Shark detection system being tested at Corona del Mar beach

NEWPORT BEACH, Calif. (KABC) -- As the number of shark sightings off the Southern California coast continue to climb, an early warning device for the creatures is being tested.

Australian surfing legend Ian Cairns held a transponder that is part of the Clever Buoy System, which is used in his native country to detect sharks. He recognizes the need for it along Orange County's coast.

"In San Onofre, I've had three incidents where I've been out with my family when there's been sharks in the water," he said. "Coming from where I come from, that's serious business to me."

Last year, a shark attacked a swimmer near San Onofre State Beach. She survived as did another swimmer who was attacked off Corona del Mar's coast. Neither woman saw the sharks that attacked them, and lifeguards cannot see what's under the surface of the ocean.

"We can put drones up. We have boats in the water, typically. We have the visual sightings. But the technology in the water is going to be the best technology that we can provide," lifeguard Rob Williams said.

Newport Beach lifeguards will soon test out the new technology. The plan is to put six transponders on the ocean floor, south of the jetty in Corona del Mar. The system can tell it's a shark and not a seal or a dolphin based on how it swims.

"Within 4 seconds of a shark being recognized, being in the area, the notification goes out via text message to the lifeguard group," Cairns said.

Lifeguards open the Clever Buoy app and can see the GPS location of the shark. For the last two years, they've monitored the migratory pattern of great whites along the West Coast, especially since Orange County is a known breeding ground.

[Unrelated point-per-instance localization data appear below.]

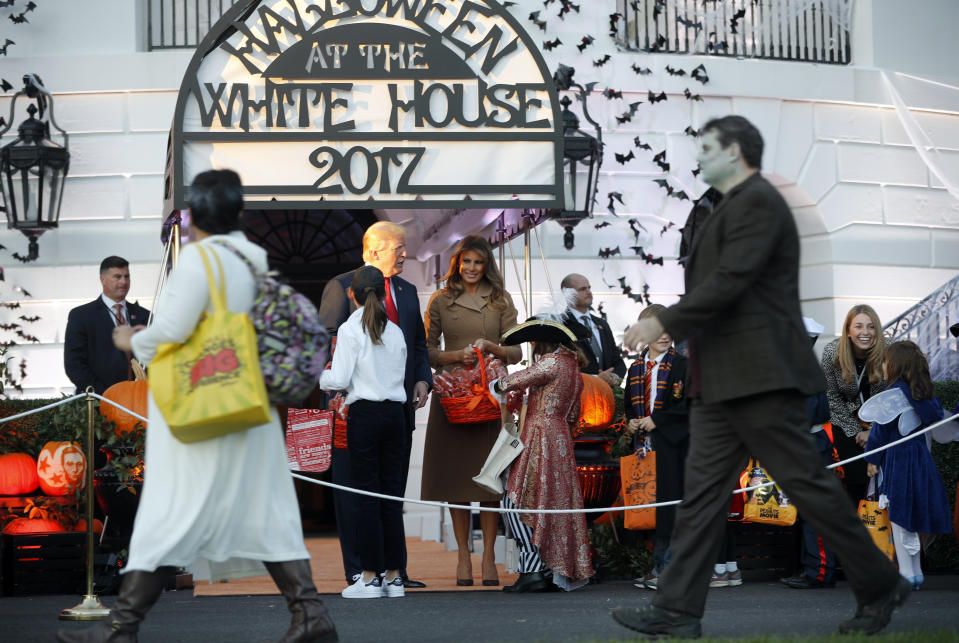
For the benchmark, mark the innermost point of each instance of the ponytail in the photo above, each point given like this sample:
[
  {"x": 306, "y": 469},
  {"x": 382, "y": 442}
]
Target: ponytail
[{"x": 374, "y": 316}]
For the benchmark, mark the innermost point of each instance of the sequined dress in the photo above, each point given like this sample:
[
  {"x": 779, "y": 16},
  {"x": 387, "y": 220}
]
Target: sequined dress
[{"x": 544, "y": 475}]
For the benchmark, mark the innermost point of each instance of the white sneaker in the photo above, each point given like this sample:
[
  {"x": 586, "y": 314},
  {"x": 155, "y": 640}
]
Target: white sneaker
[
  {"x": 359, "y": 589},
  {"x": 394, "y": 588}
]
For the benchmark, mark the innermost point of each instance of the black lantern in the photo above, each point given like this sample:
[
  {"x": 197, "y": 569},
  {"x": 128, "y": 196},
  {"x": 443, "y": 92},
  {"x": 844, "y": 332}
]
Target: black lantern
[
  {"x": 33, "y": 168},
  {"x": 582, "y": 157}
]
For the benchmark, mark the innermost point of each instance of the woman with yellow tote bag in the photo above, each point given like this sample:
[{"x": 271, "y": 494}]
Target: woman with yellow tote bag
[{"x": 223, "y": 507}]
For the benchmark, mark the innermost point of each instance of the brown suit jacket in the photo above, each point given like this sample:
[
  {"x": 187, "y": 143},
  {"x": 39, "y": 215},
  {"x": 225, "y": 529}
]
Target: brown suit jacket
[
  {"x": 741, "y": 306},
  {"x": 463, "y": 320}
]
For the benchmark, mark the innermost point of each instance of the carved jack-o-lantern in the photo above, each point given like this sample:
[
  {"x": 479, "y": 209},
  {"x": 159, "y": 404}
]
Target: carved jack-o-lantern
[
  {"x": 62, "y": 468},
  {"x": 596, "y": 404},
  {"x": 18, "y": 474}
]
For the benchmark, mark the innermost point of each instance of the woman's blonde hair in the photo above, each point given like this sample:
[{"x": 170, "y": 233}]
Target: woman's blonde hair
[
  {"x": 454, "y": 281},
  {"x": 844, "y": 355}
]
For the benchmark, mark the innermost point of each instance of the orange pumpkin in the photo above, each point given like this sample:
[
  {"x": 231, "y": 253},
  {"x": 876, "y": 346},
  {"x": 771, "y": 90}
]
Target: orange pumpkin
[
  {"x": 130, "y": 395},
  {"x": 82, "y": 525},
  {"x": 18, "y": 474},
  {"x": 32, "y": 526},
  {"x": 61, "y": 467},
  {"x": 596, "y": 403}
]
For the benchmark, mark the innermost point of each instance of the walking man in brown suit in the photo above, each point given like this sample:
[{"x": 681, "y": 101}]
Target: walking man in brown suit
[{"x": 751, "y": 367}]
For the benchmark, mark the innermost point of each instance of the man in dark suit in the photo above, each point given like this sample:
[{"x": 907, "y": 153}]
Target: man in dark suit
[
  {"x": 384, "y": 246},
  {"x": 89, "y": 356},
  {"x": 593, "y": 334},
  {"x": 751, "y": 368}
]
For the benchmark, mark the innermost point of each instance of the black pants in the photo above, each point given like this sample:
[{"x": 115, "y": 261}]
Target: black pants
[
  {"x": 376, "y": 440},
  {"x": 774, "y": 428},
  {"x": 818, "y": 560},
  {"x": 345, "y": 507}
]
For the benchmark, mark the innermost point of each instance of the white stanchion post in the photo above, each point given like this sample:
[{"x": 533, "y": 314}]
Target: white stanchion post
[{"x": 89, "y": 608}]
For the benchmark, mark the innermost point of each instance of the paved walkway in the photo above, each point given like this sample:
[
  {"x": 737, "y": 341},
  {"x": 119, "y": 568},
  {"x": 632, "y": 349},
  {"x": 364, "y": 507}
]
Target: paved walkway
[{"x": 750, "y": 610}]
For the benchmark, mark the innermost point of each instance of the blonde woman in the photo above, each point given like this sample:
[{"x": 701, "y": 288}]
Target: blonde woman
[
  {"x": 472, "y": 311},
  {"x": 852, "y": 364}
]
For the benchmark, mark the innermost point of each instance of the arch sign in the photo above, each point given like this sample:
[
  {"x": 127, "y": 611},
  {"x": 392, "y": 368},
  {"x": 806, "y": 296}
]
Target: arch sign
[{"x": 439, "y": 102}]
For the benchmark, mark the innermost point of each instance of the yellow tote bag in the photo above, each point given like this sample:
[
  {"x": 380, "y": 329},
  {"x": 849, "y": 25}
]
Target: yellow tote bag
[{"x": 211, "y": 385}]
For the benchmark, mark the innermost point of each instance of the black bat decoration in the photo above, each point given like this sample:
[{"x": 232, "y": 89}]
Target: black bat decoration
[
  {"x": 534, "y": 18},
  {"x": 613, "y": 22},
  {"x": 655, "y": 98},
  {"x": 689, "y": 23},
  {"x": 656, "y": 46},
  {"x": 641, "y": 145},
  {"x": 628, "y": 114},
  {"x": 629, "y": 291},
  {"x": 636, "y": 226},
  {"x": 699, "y": 73},
  {"x": 606, "y": 253},
  {"x": 660, "y": 160},
  {"x": 648, "y": 258},
  {"x": 663, "y": 183},
  {"x": 658, "y": 7},
  {"x": 614, "y": 196},
  {"x": 739, "y": 15}
]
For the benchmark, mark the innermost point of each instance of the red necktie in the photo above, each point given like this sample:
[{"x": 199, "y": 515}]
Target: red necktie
[
  {"x": 390, "y": 306},
  {"x": 649, "y": 386}
]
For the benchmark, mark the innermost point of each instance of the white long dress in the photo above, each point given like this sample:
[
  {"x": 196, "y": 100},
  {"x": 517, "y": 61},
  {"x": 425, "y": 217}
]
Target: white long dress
[{"x": 223, "y": 506}]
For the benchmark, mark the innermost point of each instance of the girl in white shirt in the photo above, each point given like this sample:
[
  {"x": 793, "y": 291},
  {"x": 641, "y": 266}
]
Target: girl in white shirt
[{"x": 369, "y": 364}]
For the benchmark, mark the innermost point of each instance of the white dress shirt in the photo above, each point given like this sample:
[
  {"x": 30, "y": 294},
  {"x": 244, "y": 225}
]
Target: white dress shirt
[{"x": 367, "y": 371}]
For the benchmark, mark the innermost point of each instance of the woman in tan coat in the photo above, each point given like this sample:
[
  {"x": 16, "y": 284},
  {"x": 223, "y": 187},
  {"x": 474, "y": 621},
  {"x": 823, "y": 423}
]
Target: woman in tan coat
[{"x": 473, "y": 310}]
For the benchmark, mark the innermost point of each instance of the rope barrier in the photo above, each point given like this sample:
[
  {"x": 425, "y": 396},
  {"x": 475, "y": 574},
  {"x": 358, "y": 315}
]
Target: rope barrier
[{"x": 433, "y": 503}]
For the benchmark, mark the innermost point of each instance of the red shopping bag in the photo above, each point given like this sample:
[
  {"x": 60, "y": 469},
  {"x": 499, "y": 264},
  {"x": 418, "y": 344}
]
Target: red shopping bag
[{"x": 309, "y": 439}]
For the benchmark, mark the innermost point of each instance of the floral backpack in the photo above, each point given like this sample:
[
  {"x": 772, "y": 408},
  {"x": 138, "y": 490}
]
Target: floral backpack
[{"x": 291, "y": 340}]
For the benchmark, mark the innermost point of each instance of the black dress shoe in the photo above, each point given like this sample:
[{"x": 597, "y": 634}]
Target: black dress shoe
[
  {"x": 532, "y": 582},
  {"x": 806, "y": 582},
  {"x": 412, "y": 584},
  {"x": 658, "y": 622},
  {"x": 872, "y": 617}
]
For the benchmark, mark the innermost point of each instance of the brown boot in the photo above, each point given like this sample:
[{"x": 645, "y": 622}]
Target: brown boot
[
  {"x": 310, "y": 623},
  {"x": 138, "y": 592}
]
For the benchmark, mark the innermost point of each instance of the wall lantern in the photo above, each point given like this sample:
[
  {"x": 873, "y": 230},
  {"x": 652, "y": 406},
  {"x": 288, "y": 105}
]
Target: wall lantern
[
  {"x": 33, "y": 168},
  {"x": 582, "y": 157}
]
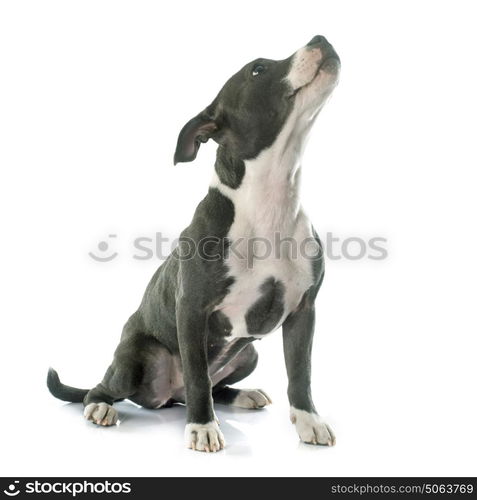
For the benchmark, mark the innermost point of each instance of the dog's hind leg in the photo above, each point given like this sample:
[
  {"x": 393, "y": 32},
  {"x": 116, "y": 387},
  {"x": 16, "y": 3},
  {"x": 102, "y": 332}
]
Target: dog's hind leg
[
  {"x": 122, "y": 380},
  {"x": 240, "y": 367}
]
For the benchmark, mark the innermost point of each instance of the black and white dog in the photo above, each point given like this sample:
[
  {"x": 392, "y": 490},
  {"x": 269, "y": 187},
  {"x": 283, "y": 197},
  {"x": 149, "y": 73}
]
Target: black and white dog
[{"x": 191, "y": 337}]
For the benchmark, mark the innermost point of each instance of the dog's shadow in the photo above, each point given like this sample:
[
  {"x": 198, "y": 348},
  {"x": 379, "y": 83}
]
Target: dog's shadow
[{"x": 133, "y": 418}]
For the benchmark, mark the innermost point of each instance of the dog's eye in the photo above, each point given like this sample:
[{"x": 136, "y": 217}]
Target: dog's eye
[{"x": 257, "y": 69}]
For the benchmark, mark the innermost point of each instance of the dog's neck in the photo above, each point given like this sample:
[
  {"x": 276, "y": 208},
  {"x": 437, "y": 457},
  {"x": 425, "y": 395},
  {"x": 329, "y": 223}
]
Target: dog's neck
[{"x": 265, "y": 190}]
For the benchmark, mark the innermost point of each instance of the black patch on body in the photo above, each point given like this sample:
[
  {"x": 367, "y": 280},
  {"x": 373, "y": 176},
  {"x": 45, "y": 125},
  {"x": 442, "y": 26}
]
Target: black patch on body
[{"x": 265, "y": 314}]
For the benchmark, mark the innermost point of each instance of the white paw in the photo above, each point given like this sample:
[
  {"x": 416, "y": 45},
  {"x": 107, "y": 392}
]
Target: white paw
[
  {"x": 251, "y": 398},
  {"x": 311, "y": 428},
  {"x": 204, "y": 437},
  {"x": 101, "y": 414}
]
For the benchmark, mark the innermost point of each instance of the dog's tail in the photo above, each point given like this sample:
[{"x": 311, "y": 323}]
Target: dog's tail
[{"x": 64, "y": 392}]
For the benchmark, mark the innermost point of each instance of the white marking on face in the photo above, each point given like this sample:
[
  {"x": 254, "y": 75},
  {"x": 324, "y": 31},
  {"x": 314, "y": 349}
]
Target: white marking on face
[
  {"x": 311, "y": 427},
  {"x": 204, "y": 437},
  {"x": 313, "y": 78}
]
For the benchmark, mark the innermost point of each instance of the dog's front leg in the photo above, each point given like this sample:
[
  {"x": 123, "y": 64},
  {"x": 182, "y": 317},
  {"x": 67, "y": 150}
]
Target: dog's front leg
[
  {"x": 297, "y": 343},
  {"x": 202, "y": 431}
]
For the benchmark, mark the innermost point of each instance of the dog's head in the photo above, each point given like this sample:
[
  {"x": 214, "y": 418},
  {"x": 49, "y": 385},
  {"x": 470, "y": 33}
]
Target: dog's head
[{"x": 255, "y": 104}]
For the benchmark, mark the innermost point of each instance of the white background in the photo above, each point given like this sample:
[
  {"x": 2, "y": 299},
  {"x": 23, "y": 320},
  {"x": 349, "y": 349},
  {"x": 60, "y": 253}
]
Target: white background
[{"x": 92, "y": 97}]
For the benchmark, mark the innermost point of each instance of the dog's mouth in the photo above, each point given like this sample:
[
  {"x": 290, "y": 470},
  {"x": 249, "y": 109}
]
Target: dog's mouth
[{"x": 329, "y": 63}]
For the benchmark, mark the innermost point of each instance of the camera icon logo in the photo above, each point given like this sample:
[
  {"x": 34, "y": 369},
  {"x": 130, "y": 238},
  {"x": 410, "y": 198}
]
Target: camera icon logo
[{"x": 12, "y": 490}]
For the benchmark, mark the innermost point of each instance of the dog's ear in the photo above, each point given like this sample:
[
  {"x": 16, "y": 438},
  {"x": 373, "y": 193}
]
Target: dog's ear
[{"x": 199, "y": 129}]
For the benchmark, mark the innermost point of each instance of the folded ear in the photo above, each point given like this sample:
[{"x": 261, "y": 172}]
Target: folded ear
[{"x": 195, "y": 131}]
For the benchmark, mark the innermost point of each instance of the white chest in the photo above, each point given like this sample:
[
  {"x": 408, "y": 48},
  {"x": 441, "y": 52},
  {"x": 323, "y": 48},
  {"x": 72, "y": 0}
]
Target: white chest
[{"x": 270, "y": 259}]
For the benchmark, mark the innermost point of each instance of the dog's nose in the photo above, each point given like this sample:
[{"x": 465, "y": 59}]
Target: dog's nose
[{"x": 317, "y": 40}]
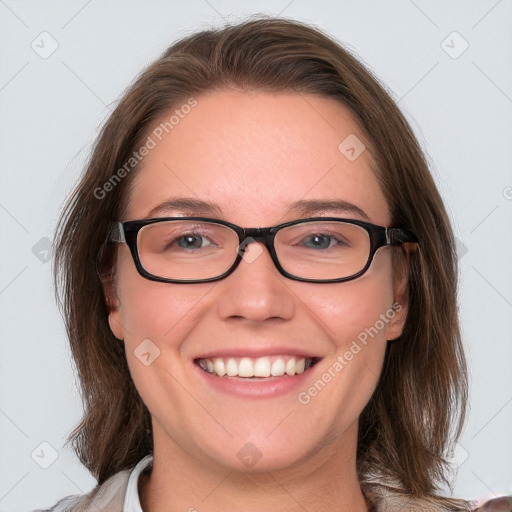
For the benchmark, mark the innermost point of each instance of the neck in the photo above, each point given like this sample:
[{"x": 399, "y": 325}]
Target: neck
[{"x": 326, "y": 481}]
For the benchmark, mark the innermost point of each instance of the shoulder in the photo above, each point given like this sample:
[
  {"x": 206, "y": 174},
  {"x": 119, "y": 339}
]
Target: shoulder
[
  {"x": 500, "y": 504},
  {"x": 107, "y": 497}
]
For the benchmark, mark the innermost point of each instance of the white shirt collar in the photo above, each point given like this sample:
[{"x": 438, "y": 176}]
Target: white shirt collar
[{"x": 132, "y": 499}]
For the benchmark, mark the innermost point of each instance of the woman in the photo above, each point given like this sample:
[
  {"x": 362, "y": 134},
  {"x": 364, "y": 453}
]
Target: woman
[{"x": 315, "y": 365}]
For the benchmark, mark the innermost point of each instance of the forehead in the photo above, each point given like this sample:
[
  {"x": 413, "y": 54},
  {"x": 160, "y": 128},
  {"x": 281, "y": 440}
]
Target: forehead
[{"x": 254, "y": 154}]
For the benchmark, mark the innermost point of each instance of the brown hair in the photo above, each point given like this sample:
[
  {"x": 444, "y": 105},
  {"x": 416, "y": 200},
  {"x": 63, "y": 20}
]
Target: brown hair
[{"x": 418, "y": 408}]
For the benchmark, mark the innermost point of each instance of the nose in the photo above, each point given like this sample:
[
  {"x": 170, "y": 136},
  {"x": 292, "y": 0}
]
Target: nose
[{"x": 256, "y": 291}]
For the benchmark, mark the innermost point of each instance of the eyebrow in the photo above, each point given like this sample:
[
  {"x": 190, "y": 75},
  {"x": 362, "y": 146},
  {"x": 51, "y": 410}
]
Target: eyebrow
[{"x": 304, "y": 208}]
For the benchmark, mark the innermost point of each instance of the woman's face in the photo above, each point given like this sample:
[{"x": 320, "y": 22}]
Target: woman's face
[{"x": 253, "y": 155}]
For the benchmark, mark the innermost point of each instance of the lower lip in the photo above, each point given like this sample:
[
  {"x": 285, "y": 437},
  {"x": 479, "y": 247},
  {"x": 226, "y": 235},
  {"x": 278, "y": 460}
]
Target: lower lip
[{"x": 262, "y": 388}]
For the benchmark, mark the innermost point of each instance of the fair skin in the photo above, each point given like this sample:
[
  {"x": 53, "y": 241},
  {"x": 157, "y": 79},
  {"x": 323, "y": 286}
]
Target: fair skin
[{"x": 252, "y": 154}]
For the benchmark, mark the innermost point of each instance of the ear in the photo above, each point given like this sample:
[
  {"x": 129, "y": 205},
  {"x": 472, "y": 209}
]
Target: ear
[
  {"x": 400, "y": 264},
  {"x": 114, "y": 309}
]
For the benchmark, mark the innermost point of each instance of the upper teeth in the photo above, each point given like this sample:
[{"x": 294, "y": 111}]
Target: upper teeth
[{"x": 255, "y": 367}]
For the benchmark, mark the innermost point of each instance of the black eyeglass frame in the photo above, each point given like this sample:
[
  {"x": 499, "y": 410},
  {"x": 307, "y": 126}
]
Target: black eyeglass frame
[{"x": 380, "y": 236}]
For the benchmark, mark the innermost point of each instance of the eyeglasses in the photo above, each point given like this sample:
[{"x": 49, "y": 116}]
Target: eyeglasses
[{"x": 200, "y": 249}]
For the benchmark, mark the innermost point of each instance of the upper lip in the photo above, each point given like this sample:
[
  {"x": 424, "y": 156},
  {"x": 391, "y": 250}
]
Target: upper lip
[{"x": 257, "y": 352}]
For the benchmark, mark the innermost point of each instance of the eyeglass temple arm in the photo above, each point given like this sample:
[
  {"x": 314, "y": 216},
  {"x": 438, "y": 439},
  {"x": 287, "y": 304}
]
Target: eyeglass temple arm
[{"x": 116, "y": 233}]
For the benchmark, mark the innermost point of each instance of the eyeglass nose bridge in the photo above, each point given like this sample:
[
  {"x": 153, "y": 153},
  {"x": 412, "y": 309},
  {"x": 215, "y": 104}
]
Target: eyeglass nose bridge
[{"x": 250, "y": 235}]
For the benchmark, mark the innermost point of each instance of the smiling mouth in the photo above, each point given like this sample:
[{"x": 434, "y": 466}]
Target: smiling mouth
[{"x": 256, "y": 367}]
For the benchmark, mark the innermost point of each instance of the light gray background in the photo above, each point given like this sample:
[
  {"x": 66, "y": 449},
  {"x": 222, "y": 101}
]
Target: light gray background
[{"x": 459, "y": 104}]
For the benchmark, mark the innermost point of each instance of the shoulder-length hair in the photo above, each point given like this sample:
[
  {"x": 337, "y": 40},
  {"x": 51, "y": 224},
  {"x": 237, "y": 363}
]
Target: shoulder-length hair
[{"x": 409, "y": 426}]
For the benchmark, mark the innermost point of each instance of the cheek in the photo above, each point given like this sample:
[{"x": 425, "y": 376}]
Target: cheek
[{"x": 349, "y": 310}]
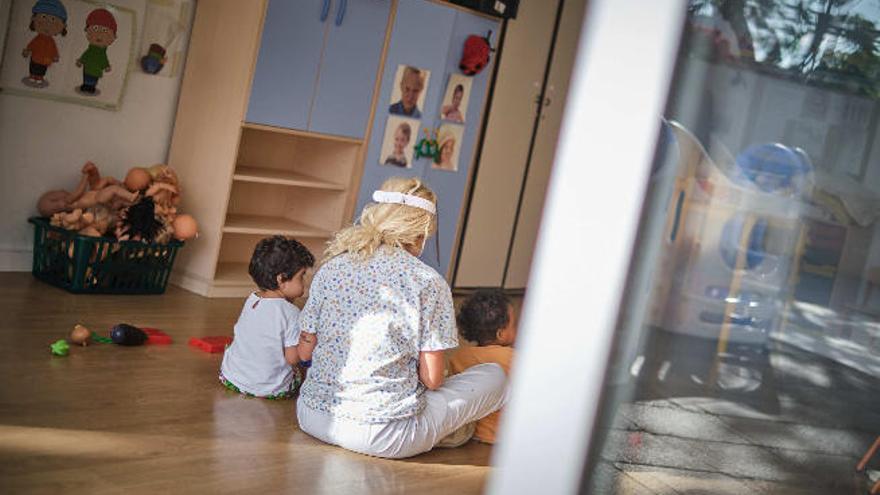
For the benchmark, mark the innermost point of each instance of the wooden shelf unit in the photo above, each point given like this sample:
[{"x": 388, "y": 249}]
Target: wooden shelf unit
[
  {"x": 285, "y": 182},
  {"x": 246, "y": 181}
]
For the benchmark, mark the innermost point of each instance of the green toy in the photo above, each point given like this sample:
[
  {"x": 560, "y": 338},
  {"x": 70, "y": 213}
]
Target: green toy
[
  {"x": 60, "y": 348},
  {"x": 427, "y": 146}
]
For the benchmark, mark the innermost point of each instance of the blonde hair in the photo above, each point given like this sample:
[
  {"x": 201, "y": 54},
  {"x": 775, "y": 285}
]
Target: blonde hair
[{"x": 386, "y": 224}]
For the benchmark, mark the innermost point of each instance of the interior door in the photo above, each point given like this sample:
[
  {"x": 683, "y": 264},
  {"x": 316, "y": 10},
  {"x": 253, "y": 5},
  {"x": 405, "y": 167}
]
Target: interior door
[
  {"x": 502, "y": 162},
  {"x": 544, "y": 150}
]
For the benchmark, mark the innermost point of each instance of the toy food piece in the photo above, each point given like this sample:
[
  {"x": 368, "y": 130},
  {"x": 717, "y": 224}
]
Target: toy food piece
[
  {"x": 211, "y": 344},
  {"x": 185, "y": 227},
  {"x": 125, "y": 334},
  {"x": 80, "y": 335},
  {"x": 60, "y": 348},
  {"x": 156, "y": 336},
  {"x": 137, "y": 179}
]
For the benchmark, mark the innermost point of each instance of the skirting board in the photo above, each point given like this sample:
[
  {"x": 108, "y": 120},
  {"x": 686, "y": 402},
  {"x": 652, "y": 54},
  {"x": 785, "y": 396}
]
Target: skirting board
[
  {"x": 203, "y": 287},
  {"x": 16, "y": 260}
]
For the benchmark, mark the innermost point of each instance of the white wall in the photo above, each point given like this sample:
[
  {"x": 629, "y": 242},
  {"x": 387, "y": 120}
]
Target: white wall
[{"x": 43, "y": 145}]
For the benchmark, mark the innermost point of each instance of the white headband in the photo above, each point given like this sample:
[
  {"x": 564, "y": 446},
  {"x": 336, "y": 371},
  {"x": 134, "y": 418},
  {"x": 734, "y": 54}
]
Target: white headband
[{"x": 404, "y": 199}]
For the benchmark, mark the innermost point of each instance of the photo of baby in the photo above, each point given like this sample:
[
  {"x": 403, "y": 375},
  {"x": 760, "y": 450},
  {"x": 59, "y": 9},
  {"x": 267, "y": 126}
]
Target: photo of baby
[
  {"x": 408, "y": 91},
  {"x": 455, "y": 100},
  {"x": 448, "y": 147},
  {"x": 397, "y": 146}
]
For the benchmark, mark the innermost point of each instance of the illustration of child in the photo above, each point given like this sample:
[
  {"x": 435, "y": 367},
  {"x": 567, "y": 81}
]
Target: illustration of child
[
  {"x": 101, "y": 33},
  {"x": 264, "y": 349},
  {"x": 402, "y": 135},
  {"x": 48, "y": 19}
]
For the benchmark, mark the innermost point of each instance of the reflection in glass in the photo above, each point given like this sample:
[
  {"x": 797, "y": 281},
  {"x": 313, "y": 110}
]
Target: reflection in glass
[{"x": 748, "y": 353}]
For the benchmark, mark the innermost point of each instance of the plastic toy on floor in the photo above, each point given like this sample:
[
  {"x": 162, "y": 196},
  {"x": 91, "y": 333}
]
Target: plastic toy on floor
[
  {"x": 156, "y": 336},
  {"x": 60, "y": 348}
]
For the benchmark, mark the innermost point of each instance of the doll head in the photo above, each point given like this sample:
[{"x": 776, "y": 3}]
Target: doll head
[{"x": 52, "y": 202}]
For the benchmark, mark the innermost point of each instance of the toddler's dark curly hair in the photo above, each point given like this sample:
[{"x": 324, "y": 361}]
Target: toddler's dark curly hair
[
  {"x": 278, "y": 255},
  {"x": 482, "y": 314}
]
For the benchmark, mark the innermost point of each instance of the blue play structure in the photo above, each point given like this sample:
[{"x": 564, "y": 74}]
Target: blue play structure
[{"x": 733, "y": 227}]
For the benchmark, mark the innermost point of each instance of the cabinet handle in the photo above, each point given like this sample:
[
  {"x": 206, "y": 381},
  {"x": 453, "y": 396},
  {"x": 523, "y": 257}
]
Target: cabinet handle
[
  {"x": 340, "y": 11},
  {"x": 325, "y": 10}
]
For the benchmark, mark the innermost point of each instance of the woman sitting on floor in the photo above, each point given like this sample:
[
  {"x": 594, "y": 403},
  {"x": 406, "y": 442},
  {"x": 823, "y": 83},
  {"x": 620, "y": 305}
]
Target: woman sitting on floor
[{"x": 375, "y": 327}]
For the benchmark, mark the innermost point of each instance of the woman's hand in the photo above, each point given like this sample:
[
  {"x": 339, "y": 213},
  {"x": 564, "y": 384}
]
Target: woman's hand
[
  {"x": 432, "y": 364},
  {"x": 307, "y": 343},
  {"x": 291, "y": 355}
]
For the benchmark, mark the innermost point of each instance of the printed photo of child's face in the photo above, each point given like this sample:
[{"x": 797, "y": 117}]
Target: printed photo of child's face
[
  {"x": 446, "y": 153},
  {"x": 411, "y": 86},
  {"x": 100, "y": 35},
  {"x": 456, "y": 97},
  {"x": 401, "y": 139},
  {"x": 48, "y": 25}
]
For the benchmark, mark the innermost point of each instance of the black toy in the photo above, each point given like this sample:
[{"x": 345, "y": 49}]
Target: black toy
[{"x": 125, "y": 334}]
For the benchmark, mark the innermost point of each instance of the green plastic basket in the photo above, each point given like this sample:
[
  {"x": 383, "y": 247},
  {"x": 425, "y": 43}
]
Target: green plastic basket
[{"x": 100, "y": 265}]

Congressman Dana Rohrabacher supports the new tech.

"It's important from a humanitarian aspect, in terms of protecting human life, and it's also important for our economy. We have lots of people who come here from all over the world," he said.

He added that he will seek federal funding and encourages the surf industry to donate funds. The goal is to have the equipment in place by Memorial Day. If it's successful, buoys will be set up at other surf spots.